How to treat a digestion cut?

There are different ways to treat a digestion cut because there are several scenarios where you can suffer from it. The two most common scenarios where you can suffer from a digestion cut are at home and somewhere to bathe in public (beach, lake or pool), so we will tell you what to do in both cases as first aid while emergencies or a private doctor arrives.

How to treat a digestion cut at home?

In case of being in the house, the first thing is to remove the person from the bathroom or exercise and immediately make their body warm, for this we can dress them and put blankets, towels and whatever is within reach. After drying and putting the person to bed, if he or she does not present cardiac arrest, we have to keep the legs a little elevated to avoid as much as possible a lipothymia (loss of consciousness due to lack of blood in the brain) in isolated cases then From these actions the patient may have vomiting and diarrhea , in this case it is advisable to keep the patient hydrated.

How to treat a digestion cut at the beach, pool or lake?

In case of being in any of these places, the ideal is to alert the lifeguards of the site and call emergencies, if the lifeguards are not found, the first thing is to remove the person from the water and activate the chain of survival while emergencies arrive.

When taking the person out of the water, we lay them on their back to verify that they are breathing, if they breathe we must place them in the lateral safety position (on their side, supporting the head on one arm and bending one leg so that the person maintains the position) this will achieve that the person has better air flow while emergencies arrive.

If the person is not breathing, resuscitation maneuvers should be started as soon as possible, to perform these maneuvers you must lay the person on their back and raise their chin so that the airways are open and then perform mouth-to-mouth resuscitation (or with an artifact) with the combination of cardiac massages; It consists of kneeling in front of the person and in the middle of the imaginary line that is made with the two nipples, supporting the palm of the hand and intertwining the fingers with the other hand and with the arms stretched out, pressure is applied.

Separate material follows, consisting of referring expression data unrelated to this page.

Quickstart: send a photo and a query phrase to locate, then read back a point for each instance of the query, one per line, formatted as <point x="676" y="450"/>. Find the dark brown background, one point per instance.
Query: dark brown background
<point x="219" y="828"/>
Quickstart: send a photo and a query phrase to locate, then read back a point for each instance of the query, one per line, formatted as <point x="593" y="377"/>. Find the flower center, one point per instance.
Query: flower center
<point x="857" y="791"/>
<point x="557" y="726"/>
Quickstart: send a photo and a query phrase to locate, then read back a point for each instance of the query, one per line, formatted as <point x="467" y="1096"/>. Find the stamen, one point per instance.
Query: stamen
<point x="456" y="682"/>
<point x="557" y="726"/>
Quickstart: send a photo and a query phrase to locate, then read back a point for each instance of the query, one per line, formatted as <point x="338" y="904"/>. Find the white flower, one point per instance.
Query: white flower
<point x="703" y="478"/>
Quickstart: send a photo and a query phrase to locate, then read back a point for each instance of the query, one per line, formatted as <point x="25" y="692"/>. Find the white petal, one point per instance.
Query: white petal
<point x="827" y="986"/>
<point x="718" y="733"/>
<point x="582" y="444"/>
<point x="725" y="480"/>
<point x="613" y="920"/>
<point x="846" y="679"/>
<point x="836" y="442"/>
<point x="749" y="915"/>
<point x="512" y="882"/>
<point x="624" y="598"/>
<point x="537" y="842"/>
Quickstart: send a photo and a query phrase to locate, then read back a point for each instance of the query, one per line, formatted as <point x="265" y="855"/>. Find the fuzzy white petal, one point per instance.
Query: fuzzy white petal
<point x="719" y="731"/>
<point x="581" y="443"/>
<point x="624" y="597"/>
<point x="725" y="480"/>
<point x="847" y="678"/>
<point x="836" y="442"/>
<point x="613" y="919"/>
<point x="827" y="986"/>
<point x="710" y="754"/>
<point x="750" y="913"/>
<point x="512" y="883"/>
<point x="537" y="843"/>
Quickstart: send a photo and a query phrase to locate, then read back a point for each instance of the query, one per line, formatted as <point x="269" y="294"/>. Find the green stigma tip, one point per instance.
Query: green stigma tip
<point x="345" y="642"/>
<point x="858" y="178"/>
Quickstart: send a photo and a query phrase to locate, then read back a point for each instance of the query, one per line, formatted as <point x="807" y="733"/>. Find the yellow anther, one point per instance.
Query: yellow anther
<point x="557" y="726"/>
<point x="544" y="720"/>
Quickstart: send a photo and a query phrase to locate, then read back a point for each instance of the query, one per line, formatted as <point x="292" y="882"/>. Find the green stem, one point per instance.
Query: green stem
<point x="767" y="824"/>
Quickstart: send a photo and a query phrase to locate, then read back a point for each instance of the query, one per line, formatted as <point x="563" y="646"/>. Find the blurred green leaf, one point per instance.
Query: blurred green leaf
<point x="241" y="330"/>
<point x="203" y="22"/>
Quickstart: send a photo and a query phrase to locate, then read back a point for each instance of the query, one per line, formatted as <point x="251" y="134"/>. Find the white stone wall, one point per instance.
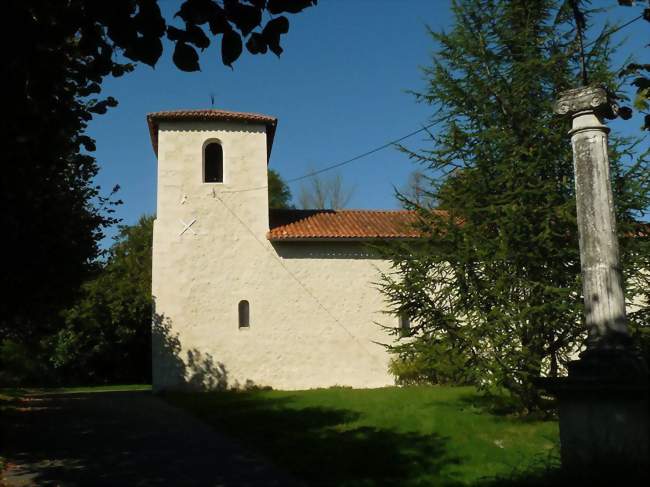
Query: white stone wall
<point x="313" y="305"/>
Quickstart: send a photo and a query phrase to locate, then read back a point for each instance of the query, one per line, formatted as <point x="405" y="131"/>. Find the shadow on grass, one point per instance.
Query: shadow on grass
<point x="119" y="439"/>
<point x="324" y="446"/>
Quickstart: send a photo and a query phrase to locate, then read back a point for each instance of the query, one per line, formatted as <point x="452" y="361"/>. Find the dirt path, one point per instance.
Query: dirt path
<point x="122" y="439"/>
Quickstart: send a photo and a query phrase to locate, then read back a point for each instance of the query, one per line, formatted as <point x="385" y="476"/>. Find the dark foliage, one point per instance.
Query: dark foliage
<point x="279" y="192"/>
<point x="53" y="213"/>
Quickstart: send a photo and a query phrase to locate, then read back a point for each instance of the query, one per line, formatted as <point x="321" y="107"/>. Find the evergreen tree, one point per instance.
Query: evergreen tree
<point x="493" y="290"/>
<point x="279" y="192"/>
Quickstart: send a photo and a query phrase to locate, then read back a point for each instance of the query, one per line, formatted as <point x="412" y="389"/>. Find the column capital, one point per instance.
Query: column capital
<point x="595" y="99"/>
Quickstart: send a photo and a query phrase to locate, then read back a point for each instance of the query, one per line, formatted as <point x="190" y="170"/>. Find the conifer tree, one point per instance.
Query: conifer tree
<point x="493" y="290"/>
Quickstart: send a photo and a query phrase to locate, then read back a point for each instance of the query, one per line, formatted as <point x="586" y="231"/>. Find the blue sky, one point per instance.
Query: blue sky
<point x="339" y="89"/>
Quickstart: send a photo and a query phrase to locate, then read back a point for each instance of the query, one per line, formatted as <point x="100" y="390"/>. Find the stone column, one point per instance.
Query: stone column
<point x="603" y="403"/>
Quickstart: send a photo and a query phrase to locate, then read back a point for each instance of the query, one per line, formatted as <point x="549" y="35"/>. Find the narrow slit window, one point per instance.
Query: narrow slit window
<point x="244" y="314"/>
<point x="404" y="325"/>
<point x="213" y="163"/>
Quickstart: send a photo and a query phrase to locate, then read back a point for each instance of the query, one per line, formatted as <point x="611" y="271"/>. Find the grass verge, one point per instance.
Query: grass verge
<point x="391" y="436"/>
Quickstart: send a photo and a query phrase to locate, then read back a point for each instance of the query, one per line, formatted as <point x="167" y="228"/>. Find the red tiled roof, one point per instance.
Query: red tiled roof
<point x="154" y="118"/>
<point x="341" y="224"/>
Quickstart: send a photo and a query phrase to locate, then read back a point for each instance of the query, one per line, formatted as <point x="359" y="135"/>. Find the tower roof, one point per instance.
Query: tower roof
<point x="153" y="119"/>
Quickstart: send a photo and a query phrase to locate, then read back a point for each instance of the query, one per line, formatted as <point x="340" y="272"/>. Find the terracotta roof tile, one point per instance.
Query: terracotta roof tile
<point x="341" y="224"/>
<point x="154" y="118"/>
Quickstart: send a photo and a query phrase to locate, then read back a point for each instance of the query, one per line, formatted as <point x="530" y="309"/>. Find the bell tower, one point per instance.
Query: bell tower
<point x="212" y="208"/>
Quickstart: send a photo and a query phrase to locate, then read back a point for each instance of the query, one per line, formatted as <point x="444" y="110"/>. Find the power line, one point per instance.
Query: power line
<point x="342" y="163"/>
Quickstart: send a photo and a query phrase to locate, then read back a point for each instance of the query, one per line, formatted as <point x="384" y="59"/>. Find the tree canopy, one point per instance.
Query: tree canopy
<point x="55" y="215"/>
<point x="493" y="290"/>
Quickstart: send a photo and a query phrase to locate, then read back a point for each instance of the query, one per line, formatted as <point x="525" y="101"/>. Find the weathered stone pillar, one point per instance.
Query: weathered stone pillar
<point x="603" y="403"/>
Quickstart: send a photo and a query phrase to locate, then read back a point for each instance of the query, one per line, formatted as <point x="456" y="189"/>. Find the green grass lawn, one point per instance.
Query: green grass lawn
<point x="391" y="436"/>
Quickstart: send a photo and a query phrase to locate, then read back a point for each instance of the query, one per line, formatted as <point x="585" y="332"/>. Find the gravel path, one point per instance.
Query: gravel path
<point x="123" y="439"/>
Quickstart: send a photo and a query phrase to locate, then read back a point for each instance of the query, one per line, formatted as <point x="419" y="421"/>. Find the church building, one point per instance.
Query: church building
<point x="247" y="295"/>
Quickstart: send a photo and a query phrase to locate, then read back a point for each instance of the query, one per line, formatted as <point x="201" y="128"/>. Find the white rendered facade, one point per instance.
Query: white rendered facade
<point x="314" y="308"/>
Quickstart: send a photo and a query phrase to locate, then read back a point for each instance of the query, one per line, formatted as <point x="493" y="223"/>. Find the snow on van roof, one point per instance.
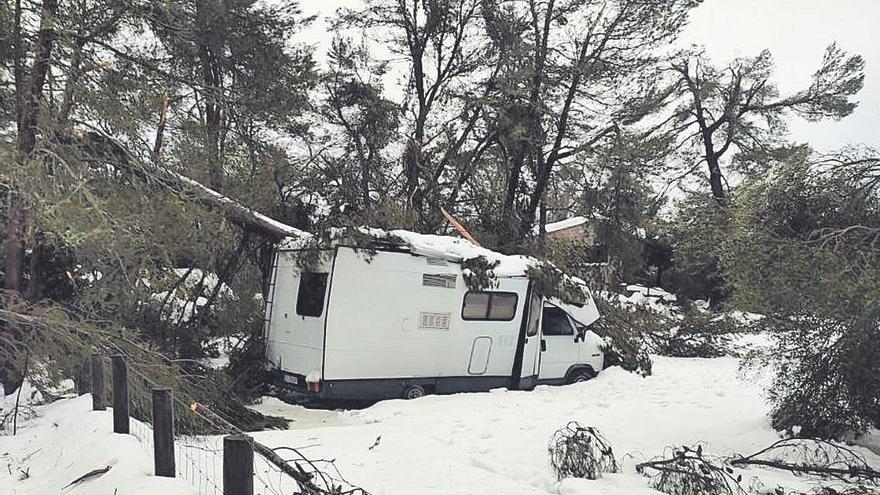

The ideal way is to perform two sets of 30 pressures followed by 2 insufflations (mouth-to-mouth resuscitation). Ideally, 90 pressures in one minute.

By Dr. Eric Jackson

Dr. Eric Jackson provides primary Internal Medicine care for men and women and treats patients with bone and mineral diseases, diabetes, heart conditions, and other chronic illnesses.He is a Washington University Bone Health Program physician and is a certified Bone Densitometrist. Dr. Avery is consistently recognized in "The Best Doctors in America" list.